Denn, alles was mit Leerzeichen getrennt ist, ist ein Parameter!!!

Dh, er würde das im schlimmsten Fall als mehrere Parameter interpretieren! Desweiteren wenn ein Leerzeichen im Pfad ist, geht das sowieso nicht!!

Oder cmd /c java -jar "pfad_mit_leerzeichen_zur_datei.jar"


----------



## Guest (10. Jul 2007)

cool....
mit "start" gehts...
vielen dank!!!!!


----------



## thE_29 (10. Jul 2007)

Es geht sicher auch ohne ^^

Du machst ne neue Konsole mit cmd /c auf und danach mit start noch eine?!? Sinnhaftigkeit => gar keine!


----------



## The_S (11. Jul 2007)

Mit cmd /c greifst du imho auf die Konsole zu, also in diesem Fall auf die selbe Instanz, die bereits von dem ursprünglichen Java-Programm verwendet wird. Damit wird er nicht klarkommen, deshalb neue Konsole mit start.


----------



## thE_29 (11. Jul 2007)

Schon mal die Hilfe gelesen?

/C      Führt den Befehl in der Zeichenfolge aus und endet dann
/K      Führt den Befehl in der Zeichenfolge aus und endet dann nicht.

So, probier mal

cmd /c dir
Wenn du hier exit eingibst, macht er dir die Shell zu, da die extra Shell für dir automatisch zugemacht wurde ^^

Machst du cmd /k dir kannst du nachher exit eingeben, da diese extra Shell nicht zugemacht wurde!


----------



## The_S (11. Jul 2007)

Nö, Hilfe habe ich noch nicht gelesen.

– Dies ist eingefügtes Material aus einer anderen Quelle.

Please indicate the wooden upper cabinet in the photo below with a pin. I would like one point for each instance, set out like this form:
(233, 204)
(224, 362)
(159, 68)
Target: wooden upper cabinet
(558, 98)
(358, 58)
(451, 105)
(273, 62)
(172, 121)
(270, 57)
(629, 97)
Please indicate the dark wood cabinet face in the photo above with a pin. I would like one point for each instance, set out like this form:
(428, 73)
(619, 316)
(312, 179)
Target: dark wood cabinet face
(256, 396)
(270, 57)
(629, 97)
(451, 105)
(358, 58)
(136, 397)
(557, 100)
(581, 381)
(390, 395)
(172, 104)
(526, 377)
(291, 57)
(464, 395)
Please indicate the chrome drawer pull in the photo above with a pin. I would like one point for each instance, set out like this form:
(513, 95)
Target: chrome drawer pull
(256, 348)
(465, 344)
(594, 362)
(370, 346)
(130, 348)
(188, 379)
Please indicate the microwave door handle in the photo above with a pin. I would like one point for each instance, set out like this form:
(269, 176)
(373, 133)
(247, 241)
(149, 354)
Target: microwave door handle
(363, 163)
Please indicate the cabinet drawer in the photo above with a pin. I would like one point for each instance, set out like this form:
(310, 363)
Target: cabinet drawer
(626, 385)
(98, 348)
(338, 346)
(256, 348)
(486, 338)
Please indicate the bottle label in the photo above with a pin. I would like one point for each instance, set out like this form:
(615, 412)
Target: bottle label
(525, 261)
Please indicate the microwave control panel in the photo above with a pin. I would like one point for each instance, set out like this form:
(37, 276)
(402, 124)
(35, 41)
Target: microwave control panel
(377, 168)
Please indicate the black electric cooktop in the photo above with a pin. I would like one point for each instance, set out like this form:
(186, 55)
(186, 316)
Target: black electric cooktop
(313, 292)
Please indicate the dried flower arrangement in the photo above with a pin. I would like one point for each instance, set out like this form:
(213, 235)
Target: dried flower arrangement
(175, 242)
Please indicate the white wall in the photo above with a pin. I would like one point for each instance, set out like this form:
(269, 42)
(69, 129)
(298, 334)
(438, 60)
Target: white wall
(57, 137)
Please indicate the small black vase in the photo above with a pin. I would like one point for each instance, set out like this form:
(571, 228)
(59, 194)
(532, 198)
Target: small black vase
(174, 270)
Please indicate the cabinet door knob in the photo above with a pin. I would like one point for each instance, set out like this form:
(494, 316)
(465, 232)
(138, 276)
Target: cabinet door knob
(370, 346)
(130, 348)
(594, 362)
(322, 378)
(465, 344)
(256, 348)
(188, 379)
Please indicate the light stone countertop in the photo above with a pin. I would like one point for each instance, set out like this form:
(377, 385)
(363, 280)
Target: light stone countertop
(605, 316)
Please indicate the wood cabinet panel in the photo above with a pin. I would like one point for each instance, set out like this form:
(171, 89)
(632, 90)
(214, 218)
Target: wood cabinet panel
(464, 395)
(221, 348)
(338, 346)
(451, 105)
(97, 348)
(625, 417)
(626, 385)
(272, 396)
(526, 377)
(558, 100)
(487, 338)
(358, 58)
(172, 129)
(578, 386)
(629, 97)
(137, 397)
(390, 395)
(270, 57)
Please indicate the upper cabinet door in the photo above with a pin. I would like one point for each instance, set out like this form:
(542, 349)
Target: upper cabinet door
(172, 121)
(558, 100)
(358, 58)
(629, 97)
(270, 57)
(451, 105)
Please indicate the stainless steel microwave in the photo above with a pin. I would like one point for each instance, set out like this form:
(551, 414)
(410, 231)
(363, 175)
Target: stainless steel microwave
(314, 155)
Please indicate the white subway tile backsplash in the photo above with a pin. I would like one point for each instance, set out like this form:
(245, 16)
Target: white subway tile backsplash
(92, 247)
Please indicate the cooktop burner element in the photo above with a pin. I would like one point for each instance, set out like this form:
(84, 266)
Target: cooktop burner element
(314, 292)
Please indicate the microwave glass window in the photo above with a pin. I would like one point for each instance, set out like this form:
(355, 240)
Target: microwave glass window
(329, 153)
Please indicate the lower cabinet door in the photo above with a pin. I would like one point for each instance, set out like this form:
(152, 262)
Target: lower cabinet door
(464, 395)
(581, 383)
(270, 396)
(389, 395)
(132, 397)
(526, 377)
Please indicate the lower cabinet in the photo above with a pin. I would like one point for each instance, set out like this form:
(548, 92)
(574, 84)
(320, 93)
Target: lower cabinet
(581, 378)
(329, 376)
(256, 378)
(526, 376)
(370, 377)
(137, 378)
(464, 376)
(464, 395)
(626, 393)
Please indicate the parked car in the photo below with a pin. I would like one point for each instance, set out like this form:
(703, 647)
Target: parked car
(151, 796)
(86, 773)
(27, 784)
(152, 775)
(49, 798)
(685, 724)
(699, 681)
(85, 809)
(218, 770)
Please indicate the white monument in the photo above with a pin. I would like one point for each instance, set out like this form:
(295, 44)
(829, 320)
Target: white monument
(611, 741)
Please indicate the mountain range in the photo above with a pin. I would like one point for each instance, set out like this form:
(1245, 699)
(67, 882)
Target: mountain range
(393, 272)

Da ich dieses Verhalten aber auch schon einige male mitbekommen habe, kann ich mir auch keine andere Erklärung für diese Eigenschaft denken.


----------



## sunfy (6. Sep 2007)

Wie lautet der Befehl für das selbe Problem unter Unix?

cmd /C    geht da ja nicht.

Gruß Sunfy


----------